Kementerian ESDM Tetapkan Denda Rp6,5 miliar per Hektar Bagi Pelanggaran Tambang di Hutan

- Kementerian ESDM menetapkan denda administratif bagi pelanggar kegiatan usaha pertambangan di kawasan hutan untuk komoditas strategis.
- Besaran tarif denda ditetapkan berdasarkan hasil kesepakatan, dengan sanksi tertinggi mencapai Rp6,5 miliar per hektare untuk pelanggaran pertambangan Nikel.
- Regulasi ini dibuat untuk menindak pelanggar kaidah pertambangan yang merugikan masyarakat dan menanggulangi kerugian negara serta dampak lingkungan.
Jakarta, FORTUNE - Kementerian Energi dan Sumber Daya Mineral (ESDM) menetapkaan denda administratif bagi pelanggar kegiatan usaha pertambangan yang dilakukan di kawasan hutan untuk komoditas strategis.

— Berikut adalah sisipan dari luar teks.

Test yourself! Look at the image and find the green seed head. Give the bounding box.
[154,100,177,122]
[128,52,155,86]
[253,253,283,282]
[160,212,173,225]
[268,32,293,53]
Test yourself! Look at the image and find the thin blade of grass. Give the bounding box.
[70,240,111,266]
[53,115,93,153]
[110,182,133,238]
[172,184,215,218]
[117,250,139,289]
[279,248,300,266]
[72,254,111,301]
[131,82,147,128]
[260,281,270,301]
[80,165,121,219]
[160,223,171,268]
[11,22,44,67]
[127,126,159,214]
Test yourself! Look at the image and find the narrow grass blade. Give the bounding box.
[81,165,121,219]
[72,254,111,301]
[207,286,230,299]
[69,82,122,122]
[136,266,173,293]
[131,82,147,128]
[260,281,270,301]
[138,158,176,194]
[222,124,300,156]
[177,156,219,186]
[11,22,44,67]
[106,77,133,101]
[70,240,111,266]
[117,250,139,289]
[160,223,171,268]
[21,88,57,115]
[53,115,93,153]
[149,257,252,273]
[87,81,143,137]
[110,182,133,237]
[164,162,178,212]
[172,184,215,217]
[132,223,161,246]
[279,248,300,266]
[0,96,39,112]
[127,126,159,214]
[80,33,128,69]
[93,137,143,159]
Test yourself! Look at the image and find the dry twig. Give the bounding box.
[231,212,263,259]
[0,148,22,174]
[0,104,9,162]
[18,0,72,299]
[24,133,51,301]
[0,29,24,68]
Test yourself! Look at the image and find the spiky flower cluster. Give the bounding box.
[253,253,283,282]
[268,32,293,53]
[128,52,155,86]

Aturan ini tertuang dalam Keputusan Menteri (Kepmen) ESDM Nomor 391.K/MB.01/MEM.B/2025 tentang Tarif Denda Administratif Pelanggaran Kegiatan Usaha Pertambangan di Kawasan Hutan untuk Komoditas Nikel, Bauksit, Timah, dan Batubara.

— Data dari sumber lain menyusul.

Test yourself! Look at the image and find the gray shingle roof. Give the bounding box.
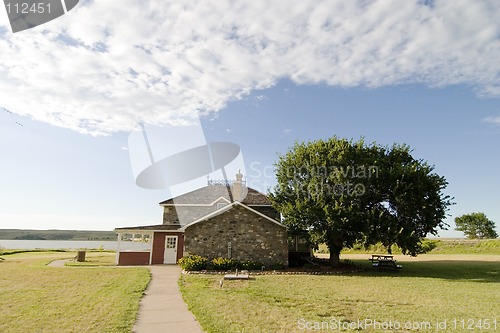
[159,185,271,206]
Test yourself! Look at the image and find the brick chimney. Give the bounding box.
[232,170,244,201]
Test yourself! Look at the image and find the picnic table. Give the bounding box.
[369,254,402,271]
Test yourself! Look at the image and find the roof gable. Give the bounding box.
[180,201,285,231]
[159,185,271,206]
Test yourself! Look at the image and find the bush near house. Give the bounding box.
[178,255,266,271]
[211,257,238,270]
[178,255,210,271]
[239,260,265,270]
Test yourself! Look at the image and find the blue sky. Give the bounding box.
[1,1,499,237]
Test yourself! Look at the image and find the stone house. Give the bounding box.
[115,171,289,267]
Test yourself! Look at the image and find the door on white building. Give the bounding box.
[163,236,178,264]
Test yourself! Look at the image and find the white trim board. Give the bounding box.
[114,229,183,233]
[160,196,233,207]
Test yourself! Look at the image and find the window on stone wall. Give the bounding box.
[288,235,297,251]
[288,234,310,252]
[297,235,309,252]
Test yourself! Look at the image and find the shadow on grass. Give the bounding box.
[348,260,500,283]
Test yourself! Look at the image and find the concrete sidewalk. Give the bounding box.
[133,265,204,333]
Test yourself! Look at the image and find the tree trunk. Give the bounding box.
[327,242,343,267]
[329,250,341,267]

Dalam regulasi tersebut, besaran tarif denda ditetapkan berdasarkan hasil kesepakatan dengan sanksi administrasi tertinggi dikenakan untuk pelanggaran pertambangan nikel, yaitu mencapai Rp6,5 miliar per hektare (ha).

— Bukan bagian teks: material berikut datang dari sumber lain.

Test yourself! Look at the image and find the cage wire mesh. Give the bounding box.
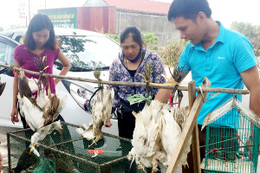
[203,108,259,173]
[7,122,141,173]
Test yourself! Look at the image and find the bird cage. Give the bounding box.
[201,97,260,173]
[7,122,139,173]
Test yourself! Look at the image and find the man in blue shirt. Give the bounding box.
[155,0,260,172]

Sementara itu, komoditas bauksit dikenakan denda sebesar Rp1,7 miliar per ha, komoditas timah sebesar Rp1,2 miliar per ha, dan batubara sebesar Rp354 juta per ha.
"Perhitungan penetapan denda administratif atas kegiatan usaha pertambangan di kawasan hutan dalam Keputusan ini didasarkan hasil kesepakatan Satgas PKH sesuai Surat Jaksa Agung Muda Tindak Pidana Khusus Selaku Ketua Pelaksana Satuan Tugas Penertiban Kawasan Hutan Nomor B-2992/Set-PKH/11/2025 tanggal 24 November 2025," demikian bunyi salah satu pasal Kepmen tersebut yang dikutip pada Kamis (10/12).
Dengan demikian, seluruh denda administratif tersebut akan ditagih oleh Satgas PKH dan dicatat sebagai Penerimaan Negara Bukan Pajak (PNBP) pada sektor energi dan sumber daya mineral. Keputusan ini berlaku sejak ditetapkan dan menjadi dasar bagi langkah penindakan oleh Satgas terhadap pelanggaran di lapangan.
Menteri ESDM Bahlil Lahadalia menyatakan bahwa kebijakan ini dibuat untuk menindak pelanggar kaidah pertambangan, terutama bila aktivitas tersebut merugikan masyarakat, sekaligus menanggulangi kerugian negara dan dampak lingkungan.
"Kalau kita mendapatkan dalam evaluasi mereka melanggar, tidak tertib, Maka tidak segan-segan kita akan melakukan tindakan sesuai dengan aturan yang berlaku. Saya tidak segan-segan cabut," ujarnya
Regulasi ini ditandatangani oleh Menteri ESDM Bahlil Lahadalia pada 1 Desember 2025 merupakan tindak lanjut dari Pasal 43A Peraturan Pemerintah Nomor 45 Tahun 2025 tentang Tata Cara Pengenaan Sanksi Administratif dan Tata Cara Penerimaan Negara Bukan Pajak yang Berasal dari Denda Administratif di Bidang Kehutanan.